Joan is laughing too, her back against the open kitchen door, where I can see Mum and Harriet approaching. I hoped they’d be here too, but I hadn’t dared assume it after some of the conflict I’ve witnessed recently. I just wish Mum wasn’t about to enter the kitchen at the very moment Max and Eve are engaged in yet another public display of affection. I don’t know what it is about the combination of my husband, his new girlfriend, my mum and kitchens, but it seems to be the perfect recipe for emotional upset.
‘So have you two settled on a date for Eve to move in yet?’
As Joan waits expectantly for an answer, Mum and Harriet stop in their tracks, out of Joan’s sight but within earshot, and exchange a mutually perplexed look. Max and Eve, with a view behind Joan that Joan can’t see, stand mute, their mouths slightly ajar, as if on the verge of replying but having lost the words somewhere between their brains and their mouths.
‘There’s no need to look at me like that, with your mouths open like a couple of gawping fish. It’s a perfectly sensible questio
n isn’t it? I was wondering if your dad and I could help in any way, maybe picking up your things, Eve, or are you getting removal men for that?’

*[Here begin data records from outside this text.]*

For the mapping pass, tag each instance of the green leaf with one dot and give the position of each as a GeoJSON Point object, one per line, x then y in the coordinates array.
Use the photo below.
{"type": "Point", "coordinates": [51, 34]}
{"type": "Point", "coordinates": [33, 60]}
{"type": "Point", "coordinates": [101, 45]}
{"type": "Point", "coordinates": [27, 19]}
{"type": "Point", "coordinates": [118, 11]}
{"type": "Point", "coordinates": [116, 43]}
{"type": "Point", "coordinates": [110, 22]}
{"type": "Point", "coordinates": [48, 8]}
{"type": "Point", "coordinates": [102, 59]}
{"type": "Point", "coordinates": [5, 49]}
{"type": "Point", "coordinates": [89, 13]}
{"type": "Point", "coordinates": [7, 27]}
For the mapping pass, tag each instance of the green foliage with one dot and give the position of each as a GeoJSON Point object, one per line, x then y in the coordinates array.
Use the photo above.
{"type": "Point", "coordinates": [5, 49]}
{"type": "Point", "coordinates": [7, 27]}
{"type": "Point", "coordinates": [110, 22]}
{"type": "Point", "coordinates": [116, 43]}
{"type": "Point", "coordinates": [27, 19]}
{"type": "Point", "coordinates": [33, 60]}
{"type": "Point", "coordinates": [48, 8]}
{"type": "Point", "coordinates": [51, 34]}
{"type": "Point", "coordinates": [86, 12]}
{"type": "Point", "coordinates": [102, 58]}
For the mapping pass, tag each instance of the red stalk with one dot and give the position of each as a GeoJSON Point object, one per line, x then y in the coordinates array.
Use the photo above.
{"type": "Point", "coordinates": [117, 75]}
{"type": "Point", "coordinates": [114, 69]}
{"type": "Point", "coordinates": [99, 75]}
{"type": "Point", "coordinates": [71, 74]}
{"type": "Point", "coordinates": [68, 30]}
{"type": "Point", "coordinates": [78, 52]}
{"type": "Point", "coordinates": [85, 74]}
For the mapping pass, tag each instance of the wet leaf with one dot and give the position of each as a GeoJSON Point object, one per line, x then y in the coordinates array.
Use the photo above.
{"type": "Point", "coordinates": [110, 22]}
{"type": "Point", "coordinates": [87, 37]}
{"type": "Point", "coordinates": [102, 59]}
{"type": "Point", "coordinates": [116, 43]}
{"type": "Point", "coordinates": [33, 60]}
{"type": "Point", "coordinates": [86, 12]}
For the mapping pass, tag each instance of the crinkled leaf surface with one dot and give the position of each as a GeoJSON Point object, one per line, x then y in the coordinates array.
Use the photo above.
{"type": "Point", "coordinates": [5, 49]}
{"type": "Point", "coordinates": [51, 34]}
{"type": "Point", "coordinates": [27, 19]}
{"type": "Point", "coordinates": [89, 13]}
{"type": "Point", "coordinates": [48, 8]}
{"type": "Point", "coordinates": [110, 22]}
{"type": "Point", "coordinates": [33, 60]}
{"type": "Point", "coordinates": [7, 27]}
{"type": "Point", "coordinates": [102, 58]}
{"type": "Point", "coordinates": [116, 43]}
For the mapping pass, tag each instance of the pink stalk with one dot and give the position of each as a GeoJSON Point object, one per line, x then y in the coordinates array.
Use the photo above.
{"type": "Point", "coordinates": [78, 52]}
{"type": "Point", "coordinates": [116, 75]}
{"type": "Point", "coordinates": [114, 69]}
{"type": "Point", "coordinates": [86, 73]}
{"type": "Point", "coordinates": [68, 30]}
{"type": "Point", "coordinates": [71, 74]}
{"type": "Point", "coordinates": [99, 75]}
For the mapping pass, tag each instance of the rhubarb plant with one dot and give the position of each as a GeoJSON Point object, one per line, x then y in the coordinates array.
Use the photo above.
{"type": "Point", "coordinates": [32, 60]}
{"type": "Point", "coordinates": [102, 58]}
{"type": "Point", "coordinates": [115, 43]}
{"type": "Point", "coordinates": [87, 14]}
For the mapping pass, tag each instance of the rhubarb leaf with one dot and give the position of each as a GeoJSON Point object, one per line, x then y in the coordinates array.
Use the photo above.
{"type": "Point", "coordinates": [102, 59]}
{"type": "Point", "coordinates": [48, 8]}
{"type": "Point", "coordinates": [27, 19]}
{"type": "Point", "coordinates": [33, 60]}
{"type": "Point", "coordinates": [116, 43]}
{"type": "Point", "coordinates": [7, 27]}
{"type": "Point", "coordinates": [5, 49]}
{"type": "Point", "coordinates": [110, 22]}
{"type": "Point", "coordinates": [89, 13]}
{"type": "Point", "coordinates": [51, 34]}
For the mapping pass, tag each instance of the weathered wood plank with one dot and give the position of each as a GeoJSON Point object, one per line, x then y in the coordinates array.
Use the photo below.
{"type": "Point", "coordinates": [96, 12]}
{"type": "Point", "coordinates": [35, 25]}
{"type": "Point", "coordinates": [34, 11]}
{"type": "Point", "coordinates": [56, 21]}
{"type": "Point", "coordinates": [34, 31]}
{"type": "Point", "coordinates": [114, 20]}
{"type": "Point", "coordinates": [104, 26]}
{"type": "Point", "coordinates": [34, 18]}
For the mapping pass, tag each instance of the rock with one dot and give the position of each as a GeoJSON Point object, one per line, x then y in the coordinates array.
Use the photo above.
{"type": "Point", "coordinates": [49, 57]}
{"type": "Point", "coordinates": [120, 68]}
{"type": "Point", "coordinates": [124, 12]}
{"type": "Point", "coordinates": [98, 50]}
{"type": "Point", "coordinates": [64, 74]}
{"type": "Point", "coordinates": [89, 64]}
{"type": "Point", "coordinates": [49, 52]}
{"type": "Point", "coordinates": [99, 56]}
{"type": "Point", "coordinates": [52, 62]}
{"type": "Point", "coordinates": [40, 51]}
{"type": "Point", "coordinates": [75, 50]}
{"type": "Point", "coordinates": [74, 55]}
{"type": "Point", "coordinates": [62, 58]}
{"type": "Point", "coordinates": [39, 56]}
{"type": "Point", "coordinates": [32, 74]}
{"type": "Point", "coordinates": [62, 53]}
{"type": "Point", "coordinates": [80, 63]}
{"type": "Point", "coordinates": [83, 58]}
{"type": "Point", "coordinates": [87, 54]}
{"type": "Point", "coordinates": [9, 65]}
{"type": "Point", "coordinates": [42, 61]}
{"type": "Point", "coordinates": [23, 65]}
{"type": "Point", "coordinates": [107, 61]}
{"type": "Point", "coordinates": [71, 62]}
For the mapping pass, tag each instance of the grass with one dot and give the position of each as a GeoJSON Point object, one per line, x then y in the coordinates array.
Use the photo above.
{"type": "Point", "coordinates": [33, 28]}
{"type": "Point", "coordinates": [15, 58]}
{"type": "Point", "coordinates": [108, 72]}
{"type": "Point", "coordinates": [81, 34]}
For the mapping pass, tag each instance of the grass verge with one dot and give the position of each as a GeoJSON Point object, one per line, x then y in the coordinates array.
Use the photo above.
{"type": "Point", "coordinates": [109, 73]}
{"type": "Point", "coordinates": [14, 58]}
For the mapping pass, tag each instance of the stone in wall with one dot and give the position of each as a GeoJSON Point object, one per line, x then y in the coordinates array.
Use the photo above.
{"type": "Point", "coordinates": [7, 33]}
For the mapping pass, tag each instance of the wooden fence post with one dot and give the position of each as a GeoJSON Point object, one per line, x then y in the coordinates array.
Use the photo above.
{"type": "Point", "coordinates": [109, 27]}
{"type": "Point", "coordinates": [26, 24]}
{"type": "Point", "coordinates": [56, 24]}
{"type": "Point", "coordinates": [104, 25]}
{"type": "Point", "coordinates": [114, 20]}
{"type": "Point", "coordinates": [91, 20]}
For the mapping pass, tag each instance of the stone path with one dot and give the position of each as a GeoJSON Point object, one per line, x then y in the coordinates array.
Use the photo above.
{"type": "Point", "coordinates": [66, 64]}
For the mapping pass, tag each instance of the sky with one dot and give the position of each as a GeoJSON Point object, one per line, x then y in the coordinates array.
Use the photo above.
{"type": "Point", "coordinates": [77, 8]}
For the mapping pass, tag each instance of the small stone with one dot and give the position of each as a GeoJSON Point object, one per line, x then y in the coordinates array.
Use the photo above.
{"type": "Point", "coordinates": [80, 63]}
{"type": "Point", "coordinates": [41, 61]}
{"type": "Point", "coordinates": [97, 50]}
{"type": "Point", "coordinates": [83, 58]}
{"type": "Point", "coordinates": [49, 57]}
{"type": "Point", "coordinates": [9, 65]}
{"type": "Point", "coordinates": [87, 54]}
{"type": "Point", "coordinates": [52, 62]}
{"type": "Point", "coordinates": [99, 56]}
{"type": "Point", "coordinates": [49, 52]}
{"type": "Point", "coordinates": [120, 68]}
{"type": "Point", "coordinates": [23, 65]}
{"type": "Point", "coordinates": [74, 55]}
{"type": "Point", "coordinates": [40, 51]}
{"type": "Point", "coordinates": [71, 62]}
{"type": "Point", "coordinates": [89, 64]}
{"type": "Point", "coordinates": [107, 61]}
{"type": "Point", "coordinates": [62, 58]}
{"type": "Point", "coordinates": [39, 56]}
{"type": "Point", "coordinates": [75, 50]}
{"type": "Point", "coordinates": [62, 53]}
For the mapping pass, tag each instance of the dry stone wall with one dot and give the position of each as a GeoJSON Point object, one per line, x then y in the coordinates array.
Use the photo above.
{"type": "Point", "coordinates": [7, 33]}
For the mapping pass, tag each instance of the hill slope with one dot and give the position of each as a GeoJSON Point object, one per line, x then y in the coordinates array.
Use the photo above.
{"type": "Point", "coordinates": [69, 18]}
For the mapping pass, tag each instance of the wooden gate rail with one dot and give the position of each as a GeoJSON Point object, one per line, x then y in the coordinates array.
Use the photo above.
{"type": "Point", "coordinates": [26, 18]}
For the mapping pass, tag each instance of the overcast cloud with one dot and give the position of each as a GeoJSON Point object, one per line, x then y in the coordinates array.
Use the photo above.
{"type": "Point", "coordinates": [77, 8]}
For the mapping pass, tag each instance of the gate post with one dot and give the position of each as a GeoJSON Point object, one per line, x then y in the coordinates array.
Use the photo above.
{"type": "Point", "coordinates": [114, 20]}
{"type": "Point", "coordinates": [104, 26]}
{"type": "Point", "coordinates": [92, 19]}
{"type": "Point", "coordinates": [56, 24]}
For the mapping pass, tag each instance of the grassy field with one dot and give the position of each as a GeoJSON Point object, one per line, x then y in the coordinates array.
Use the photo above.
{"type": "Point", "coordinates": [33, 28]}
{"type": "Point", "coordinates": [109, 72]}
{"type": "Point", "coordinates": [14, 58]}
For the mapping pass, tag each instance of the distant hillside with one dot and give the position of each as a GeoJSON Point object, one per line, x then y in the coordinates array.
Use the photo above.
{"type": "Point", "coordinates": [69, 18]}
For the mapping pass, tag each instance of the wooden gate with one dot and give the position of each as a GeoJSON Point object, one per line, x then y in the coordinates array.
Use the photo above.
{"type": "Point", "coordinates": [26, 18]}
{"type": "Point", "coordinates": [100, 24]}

Max and Eve remained glued to the spot, each wearing the expression of a teenager caught smoking behind the bike shed. It’s Mum, eventually, who finds a voice for all of them.
‘So, were you going to tell me yourselves, or were you just going to let me find out next time I come to collect Ellie for the weekend?’

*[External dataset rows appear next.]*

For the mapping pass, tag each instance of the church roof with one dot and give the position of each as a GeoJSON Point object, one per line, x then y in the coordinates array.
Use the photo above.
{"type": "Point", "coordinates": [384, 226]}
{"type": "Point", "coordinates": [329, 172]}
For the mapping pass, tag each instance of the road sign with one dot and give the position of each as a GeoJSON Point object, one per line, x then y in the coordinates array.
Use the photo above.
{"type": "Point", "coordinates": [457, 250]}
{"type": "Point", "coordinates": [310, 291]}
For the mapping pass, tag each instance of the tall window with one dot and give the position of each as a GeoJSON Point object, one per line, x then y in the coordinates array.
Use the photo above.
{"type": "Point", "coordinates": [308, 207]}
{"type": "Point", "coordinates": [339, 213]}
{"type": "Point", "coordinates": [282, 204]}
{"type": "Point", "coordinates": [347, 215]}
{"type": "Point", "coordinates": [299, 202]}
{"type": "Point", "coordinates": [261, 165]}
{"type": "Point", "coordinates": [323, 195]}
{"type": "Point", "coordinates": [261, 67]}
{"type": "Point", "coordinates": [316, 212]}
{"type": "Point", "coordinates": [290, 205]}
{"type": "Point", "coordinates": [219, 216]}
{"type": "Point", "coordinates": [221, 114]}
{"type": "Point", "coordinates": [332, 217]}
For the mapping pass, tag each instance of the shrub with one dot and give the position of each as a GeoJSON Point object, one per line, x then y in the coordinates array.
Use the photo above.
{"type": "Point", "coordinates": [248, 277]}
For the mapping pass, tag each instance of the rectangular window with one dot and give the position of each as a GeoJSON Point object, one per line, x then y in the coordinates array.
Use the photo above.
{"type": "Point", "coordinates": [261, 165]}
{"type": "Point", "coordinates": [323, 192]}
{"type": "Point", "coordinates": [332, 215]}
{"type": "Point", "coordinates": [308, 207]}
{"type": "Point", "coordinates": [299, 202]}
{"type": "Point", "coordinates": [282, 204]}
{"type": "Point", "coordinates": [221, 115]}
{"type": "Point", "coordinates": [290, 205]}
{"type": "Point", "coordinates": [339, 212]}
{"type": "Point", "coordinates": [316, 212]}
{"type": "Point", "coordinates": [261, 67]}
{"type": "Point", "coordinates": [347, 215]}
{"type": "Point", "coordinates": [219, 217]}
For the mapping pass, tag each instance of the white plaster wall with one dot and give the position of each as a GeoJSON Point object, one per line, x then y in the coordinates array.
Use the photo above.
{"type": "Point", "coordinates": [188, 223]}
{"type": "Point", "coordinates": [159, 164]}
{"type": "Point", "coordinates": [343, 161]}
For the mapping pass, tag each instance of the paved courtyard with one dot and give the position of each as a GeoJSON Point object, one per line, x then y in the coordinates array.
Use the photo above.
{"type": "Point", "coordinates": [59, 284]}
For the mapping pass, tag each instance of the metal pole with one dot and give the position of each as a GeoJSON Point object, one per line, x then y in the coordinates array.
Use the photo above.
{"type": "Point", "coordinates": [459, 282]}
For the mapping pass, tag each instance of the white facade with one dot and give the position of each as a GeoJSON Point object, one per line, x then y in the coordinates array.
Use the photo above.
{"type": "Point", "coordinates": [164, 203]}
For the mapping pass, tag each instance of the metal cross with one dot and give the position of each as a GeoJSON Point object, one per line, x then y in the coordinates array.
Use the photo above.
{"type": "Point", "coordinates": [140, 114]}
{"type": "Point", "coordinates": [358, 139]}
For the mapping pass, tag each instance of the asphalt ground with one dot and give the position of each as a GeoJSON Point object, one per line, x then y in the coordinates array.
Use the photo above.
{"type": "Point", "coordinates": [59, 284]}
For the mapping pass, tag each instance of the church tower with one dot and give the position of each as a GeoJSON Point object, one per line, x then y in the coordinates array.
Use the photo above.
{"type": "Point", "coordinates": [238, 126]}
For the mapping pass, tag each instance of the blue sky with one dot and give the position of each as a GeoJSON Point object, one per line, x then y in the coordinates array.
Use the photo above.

Joan spins round like a startled bird that’s just discovered someone else has been pecking at her nest. Instead, she finds my mum and my best friend standing inches behind her, Mum glaring with humiliated rage and Harriet fixed with the look of someone who knows they’re about to bear witness to an unmissable showdown.

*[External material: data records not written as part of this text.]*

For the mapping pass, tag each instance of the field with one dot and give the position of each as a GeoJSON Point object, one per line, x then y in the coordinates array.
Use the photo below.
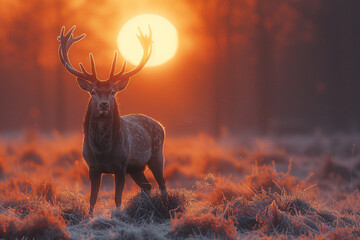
{"type": "Point", "coordinates": [301, 187]}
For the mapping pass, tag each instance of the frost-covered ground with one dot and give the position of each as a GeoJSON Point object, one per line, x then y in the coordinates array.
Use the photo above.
{"type": "Point", "coordinates": [247, 187]}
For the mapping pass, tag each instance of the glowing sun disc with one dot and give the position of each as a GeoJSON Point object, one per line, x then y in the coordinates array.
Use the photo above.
{"type": "Point", "coordinates": [164, 36]}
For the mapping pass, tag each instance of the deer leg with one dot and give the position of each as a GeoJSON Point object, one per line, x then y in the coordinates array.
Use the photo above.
{"type": "Point", "coordinates": [156, 165]}
{"type": "Point", "coordinates": [95, 180]}
{"type": "Point", "coordinates": [119, 186]}
{"type": "Point", "coordinates": [140, 179]}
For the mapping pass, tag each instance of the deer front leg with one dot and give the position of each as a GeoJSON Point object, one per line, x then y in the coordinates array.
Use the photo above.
{"type": "Point", "coordinates": [95, 180]}
{"type": "Point", "coordinates": [119, 186]}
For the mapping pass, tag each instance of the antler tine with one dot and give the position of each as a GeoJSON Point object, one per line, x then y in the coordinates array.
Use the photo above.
{"type": "Point", "coordinates": [93, 70]}
{"type": "Point", "coordinates": [146, 44]}
{"type": "Point", "coordinates": [113, 65]}
{"type": "Point", "coordinates": [65, 43]}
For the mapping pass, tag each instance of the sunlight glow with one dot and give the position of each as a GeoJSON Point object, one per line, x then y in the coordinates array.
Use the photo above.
{"type": "Point", "coordinates": [164, 35]}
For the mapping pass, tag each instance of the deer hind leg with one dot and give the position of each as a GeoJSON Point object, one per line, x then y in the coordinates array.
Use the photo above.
{"type": "Point", "coordinates": [140, 179]}
{"type": "Point", "coordinates": [156, 166]}
{"type": "Point", "coordinates": [119, 186]}
{"type": "Point", "coordinates": [95, 180]}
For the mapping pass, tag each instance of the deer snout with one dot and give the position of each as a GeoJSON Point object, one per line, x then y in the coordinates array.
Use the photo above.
{"type": "Point", "coordinates": [104, 106]}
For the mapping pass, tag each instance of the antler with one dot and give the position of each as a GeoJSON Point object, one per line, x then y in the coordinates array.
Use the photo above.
{"type": "Point", "coordinates": [65, 43]}
{"type": "Point", "coordinates": [146, 43]}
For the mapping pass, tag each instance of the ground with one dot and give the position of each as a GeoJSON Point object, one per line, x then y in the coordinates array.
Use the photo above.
{"type": "Point", "coordinates": [302, 186]}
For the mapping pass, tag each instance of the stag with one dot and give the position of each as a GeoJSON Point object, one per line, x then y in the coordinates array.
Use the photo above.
{"type": "Point", "coordinates": [113, 144]}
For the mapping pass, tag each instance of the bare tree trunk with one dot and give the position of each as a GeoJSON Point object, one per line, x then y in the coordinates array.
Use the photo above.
{"type": "Point", "coordinates": [60, 86]}
{"type": "Point", "coordinates": [264, 70]}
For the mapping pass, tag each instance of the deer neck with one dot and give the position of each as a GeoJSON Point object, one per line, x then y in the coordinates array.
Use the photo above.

‘I’m really sorry, Celia. We only decided very recently and I just haven’t had a chance to tell you.’
‘Well, you can tell me now.’
‘Perhaps now’s not the best time to talk about it. Maybe Max can tell you tomorrow? We don’t want to spoil the party after all, do we?’
It’s Joan’s attempt at diplomacy, but a true diplomat would have recognized that of the five people squeezed into a kitchen well beyond capacity, she’s the least suited to staging an intervention.
‘That’s all very well for you to say, Joan. You’re not the one who’s been kept in the dark, are you?’
‘We weren’t keeping you in the dark, honestly, Celia. We’re actually very excited about it. Eve’s coming to live with us in about six weeks’ time, at the beginning of December, so the three of us can be settled for Christmas.’
Max delivers a placatory smile, but I’m not sure he’s going to be able to charm his way out of this one.